The first is that both Trusts involved clearly took the view that this was not a situation which could be encompassed within the four walls of the MHA 1983. Many treatment options relating to anorexia – including, for instance, nasogastric feeding under restraint – can, and often are, deployed entirely appropriately under Part 4 MHA. In other words, the fact of the coming into force of the MCA 2005 has not transferred the treatment of anorexia from the MHA 1983 to the MCA 2005. Further, a patient such as LV, who would be on s.17 leave to the ICU in the acute trust, would still notionally be subject to the provisions of Part 4 MHA 1983. An argument could be made that the treatment plan fell within the definition of medical treatment for the (manifestation) of mental disorder, such that it could be delivered under Part 4 MHA 1983. But I would suggest that this precisely the sort of situation in which, even if this could be the case, it was entirely right for the treating Trusts to come to court to ask whether it should be the case. They could have come to the High Court for a declaration under Part 8 CPR as to the lawfulness of their proposed course of action (by analogy, see Re RC, where that course of action was taken to confirm that non treatment was lawful). But it is arguably much better that they came to the Court of Protection, as a court equipped to undertake the substantive, inquisitorial, consideration of the position.
The second is that this is a case in which the court was being asked, and was prepared to, endorse very ‘high end’ steps in relation to a person with anorexia. There appears to be something of an urban myth building up that the Court of Protection will both never take such steps, and indeed actively takes the view that such steps should not be taken. This is simply untrue. What the Court of Protection is doing is deciding upon courses of action proposed by treating clinicians in individual cases – it is therefore important to ask why clinicians take the view that they do in those cases as to whether they want to pursue particular courses of action. This line of thought is developed in these slides, which also set out the cases decided by the Court of Protection prior to LV.
The third point arises out of the second. Morgan J in the case before her was at pains to identify that the situation had to be kept under review, and provided expressly for this. In other cases, the decision appears to be a final one. In many such cases, the clinicians have come to court for decisions that either continuation or escalation of treatment is not in the person’s best interests. It is vitally important to understand that if and when the court makes such a decision, it is not concluding that the clinicians must stop thinking at that point.

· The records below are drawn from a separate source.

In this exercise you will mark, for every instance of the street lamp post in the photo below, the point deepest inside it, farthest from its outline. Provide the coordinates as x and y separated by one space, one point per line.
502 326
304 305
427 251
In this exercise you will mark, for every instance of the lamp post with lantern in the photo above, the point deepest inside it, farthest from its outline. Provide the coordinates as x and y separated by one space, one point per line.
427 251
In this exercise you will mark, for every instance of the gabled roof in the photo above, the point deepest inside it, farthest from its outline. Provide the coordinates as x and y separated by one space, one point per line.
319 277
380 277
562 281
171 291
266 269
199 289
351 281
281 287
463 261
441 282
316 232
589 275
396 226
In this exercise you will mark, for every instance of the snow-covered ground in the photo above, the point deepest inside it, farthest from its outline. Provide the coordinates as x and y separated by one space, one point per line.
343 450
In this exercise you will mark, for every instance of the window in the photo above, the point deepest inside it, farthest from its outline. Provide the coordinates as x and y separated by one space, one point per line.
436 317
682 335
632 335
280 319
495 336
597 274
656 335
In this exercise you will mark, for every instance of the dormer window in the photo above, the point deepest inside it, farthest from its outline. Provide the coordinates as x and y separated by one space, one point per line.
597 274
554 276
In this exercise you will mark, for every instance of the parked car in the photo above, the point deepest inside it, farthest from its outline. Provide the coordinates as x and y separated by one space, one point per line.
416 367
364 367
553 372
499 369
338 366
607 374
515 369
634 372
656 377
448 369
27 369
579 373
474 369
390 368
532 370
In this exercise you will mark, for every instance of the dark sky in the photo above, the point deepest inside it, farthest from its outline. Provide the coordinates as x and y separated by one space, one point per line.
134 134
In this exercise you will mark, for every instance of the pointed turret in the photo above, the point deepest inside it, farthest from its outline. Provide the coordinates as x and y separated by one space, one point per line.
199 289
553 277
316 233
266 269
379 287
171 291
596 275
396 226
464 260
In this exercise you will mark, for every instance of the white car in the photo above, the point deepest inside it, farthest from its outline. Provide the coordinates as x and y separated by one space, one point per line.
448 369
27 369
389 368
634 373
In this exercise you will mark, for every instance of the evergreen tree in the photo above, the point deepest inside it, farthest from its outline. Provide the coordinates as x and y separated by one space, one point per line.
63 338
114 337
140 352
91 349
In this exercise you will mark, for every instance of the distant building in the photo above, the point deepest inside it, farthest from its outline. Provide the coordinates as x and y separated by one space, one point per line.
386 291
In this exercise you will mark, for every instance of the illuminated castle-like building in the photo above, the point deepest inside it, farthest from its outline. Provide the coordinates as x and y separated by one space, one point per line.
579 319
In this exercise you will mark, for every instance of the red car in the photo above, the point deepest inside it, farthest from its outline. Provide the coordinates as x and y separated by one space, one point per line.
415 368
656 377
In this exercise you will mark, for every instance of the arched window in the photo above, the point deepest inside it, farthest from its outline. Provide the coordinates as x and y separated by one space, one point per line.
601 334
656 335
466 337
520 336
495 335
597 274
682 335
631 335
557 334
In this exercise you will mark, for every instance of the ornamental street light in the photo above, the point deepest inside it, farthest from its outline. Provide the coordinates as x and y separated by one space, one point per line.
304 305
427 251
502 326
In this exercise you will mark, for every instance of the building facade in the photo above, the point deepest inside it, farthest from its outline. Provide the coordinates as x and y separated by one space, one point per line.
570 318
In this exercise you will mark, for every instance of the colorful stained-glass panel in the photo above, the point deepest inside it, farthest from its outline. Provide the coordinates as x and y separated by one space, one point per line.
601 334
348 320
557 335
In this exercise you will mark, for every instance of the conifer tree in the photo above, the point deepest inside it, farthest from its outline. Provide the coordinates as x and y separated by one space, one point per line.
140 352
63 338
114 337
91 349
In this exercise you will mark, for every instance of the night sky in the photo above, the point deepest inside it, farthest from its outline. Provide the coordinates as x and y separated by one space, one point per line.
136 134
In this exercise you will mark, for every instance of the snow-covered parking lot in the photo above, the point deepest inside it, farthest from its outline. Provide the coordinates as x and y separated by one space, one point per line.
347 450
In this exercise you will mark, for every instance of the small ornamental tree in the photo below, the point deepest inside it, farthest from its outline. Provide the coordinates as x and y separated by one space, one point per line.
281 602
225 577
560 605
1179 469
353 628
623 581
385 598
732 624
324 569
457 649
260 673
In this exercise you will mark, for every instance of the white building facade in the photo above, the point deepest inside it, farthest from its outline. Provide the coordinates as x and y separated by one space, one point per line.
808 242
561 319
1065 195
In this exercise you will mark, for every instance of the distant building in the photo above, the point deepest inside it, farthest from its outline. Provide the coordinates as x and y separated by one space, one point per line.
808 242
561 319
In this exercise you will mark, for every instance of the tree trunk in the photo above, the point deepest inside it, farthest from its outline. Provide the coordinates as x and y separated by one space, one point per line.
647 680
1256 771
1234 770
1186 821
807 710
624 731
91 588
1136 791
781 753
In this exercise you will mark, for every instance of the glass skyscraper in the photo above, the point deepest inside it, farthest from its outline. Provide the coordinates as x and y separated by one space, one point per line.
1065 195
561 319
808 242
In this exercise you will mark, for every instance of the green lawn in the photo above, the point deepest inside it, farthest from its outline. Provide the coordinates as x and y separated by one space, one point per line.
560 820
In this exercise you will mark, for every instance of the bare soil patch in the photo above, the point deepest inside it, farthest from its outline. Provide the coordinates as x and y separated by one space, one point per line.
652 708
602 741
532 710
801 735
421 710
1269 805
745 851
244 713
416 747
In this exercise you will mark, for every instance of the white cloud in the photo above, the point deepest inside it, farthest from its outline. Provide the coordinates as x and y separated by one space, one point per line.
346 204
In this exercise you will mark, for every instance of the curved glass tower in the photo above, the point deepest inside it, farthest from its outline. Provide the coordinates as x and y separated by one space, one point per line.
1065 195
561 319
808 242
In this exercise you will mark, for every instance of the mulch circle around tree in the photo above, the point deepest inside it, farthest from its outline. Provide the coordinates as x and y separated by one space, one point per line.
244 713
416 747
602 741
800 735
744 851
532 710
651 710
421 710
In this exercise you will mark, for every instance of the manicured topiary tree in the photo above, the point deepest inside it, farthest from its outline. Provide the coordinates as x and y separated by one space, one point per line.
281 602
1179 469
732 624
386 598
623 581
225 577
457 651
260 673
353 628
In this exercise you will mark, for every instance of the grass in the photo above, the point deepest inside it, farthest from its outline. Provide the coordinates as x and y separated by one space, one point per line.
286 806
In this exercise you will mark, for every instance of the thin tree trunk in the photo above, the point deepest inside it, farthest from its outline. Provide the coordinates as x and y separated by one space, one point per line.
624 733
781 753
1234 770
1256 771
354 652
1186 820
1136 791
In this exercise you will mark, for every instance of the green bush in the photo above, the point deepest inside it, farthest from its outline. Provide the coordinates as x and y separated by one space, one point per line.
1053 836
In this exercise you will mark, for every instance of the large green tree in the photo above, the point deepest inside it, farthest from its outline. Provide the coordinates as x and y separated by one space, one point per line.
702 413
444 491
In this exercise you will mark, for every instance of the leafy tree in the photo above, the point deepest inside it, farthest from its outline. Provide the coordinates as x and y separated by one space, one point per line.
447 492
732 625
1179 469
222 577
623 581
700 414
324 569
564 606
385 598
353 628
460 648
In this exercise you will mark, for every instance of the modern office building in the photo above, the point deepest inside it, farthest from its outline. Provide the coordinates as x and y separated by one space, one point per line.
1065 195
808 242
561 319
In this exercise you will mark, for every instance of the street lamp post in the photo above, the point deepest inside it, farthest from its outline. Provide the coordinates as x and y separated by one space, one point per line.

In particular, there may well be situations in which the person’s circumstances change – at that point, the clinicians must consider whether they should bring the matter back to court. In many cases, careful drafting of the relief sought can make clear that the court is not closing the door on treatment if the person wishes it, but rather making clear that it does not have to be imposed upon them against their will: for a very clear example of such a case, see the decision of Cobb J in A NHS Foundation Trust v Ms X [2014] EWCOP 35. But even where the relief drafted in a way which appears more definitive, a failure to reconsider where the person’s circumstances change would be both legally and ethically indefensible: if the person’s situation changes, so must the calculus of their best interests.